The Stanford University School of Medicine is tackling this problem with its new “faculty phenotyping” system. Faculty phenotyping tracks the work requirements of each researcher, effectively making individual scientists the building blocks of the lab environment. This approach lets lab planners model research space at a more granular level than has been possible before. Faculty phenotyping also makes it possible to better anticipate the space needed for interdisciplinary research, and to keep space flexible as projects change, begin, and end.

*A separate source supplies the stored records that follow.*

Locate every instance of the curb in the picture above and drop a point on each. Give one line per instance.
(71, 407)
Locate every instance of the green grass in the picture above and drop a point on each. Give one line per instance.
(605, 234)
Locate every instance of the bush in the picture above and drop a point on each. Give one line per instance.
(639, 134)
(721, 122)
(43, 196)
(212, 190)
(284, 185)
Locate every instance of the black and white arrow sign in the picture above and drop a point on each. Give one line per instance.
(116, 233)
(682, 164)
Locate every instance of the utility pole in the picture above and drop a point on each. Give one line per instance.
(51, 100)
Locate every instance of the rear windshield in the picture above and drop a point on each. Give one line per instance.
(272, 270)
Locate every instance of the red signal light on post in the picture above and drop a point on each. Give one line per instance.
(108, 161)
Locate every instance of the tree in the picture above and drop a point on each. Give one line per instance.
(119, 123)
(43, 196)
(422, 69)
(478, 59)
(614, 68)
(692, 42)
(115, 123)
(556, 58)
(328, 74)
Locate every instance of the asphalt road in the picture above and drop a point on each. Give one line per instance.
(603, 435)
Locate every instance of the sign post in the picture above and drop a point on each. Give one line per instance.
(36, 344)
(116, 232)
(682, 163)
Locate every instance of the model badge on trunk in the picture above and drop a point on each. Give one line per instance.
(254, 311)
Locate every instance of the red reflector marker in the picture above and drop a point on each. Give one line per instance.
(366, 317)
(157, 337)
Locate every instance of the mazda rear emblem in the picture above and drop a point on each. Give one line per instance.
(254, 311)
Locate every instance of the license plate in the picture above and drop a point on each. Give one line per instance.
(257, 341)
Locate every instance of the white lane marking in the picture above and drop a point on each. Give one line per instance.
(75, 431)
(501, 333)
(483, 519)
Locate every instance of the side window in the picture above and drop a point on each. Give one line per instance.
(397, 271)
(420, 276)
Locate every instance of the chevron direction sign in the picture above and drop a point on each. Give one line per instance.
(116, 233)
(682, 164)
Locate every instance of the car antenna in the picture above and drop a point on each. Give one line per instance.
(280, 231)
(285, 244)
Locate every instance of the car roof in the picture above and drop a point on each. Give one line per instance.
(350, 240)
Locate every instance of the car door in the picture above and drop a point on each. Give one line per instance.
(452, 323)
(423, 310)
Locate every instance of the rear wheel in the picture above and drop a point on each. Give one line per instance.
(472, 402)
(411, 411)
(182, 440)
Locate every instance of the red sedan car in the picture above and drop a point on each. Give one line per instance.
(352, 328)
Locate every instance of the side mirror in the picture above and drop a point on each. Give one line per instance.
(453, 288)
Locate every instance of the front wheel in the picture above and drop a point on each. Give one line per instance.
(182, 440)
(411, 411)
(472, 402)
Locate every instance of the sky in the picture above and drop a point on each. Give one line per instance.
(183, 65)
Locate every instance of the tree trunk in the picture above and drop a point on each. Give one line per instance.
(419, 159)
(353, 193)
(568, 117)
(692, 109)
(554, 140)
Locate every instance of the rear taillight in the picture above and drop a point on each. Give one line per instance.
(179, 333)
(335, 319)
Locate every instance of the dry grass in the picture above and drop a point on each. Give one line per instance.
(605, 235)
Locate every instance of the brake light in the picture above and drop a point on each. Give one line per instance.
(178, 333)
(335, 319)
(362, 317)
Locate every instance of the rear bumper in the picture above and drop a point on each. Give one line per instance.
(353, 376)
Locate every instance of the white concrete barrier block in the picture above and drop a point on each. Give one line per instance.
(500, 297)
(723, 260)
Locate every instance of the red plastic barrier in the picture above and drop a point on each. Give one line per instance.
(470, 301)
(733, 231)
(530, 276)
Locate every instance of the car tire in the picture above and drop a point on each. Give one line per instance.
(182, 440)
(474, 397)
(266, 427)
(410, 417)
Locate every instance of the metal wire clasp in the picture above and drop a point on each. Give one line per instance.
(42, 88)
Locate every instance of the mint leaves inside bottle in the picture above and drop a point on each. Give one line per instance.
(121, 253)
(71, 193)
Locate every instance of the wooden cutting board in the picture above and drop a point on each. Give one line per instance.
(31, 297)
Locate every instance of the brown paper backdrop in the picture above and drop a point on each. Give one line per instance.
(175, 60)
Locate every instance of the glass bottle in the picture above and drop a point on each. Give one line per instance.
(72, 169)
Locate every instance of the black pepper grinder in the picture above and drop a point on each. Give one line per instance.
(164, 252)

Research Grade Autoclaves for Interdisciplinary Lab Design

An adaptable lab space works best when the pieces you’re moving about are small and can fit in a number of places.

Over the years, we’ve found that North American researchers in flexible or shared spaces often prefer one of our tabletop models (which they often choose to mount on a mobile cart). Worldwide, our most popular research autoclaves are by far our top-loading models, which give the same sterilization volume in as comparable front-loading autoclaves, but in a smaller footprint and at significantly lower cost. They also easily accommodate the tallest flasks, fermentors, and bioreactors, without wasted space or specialized “slant racks.”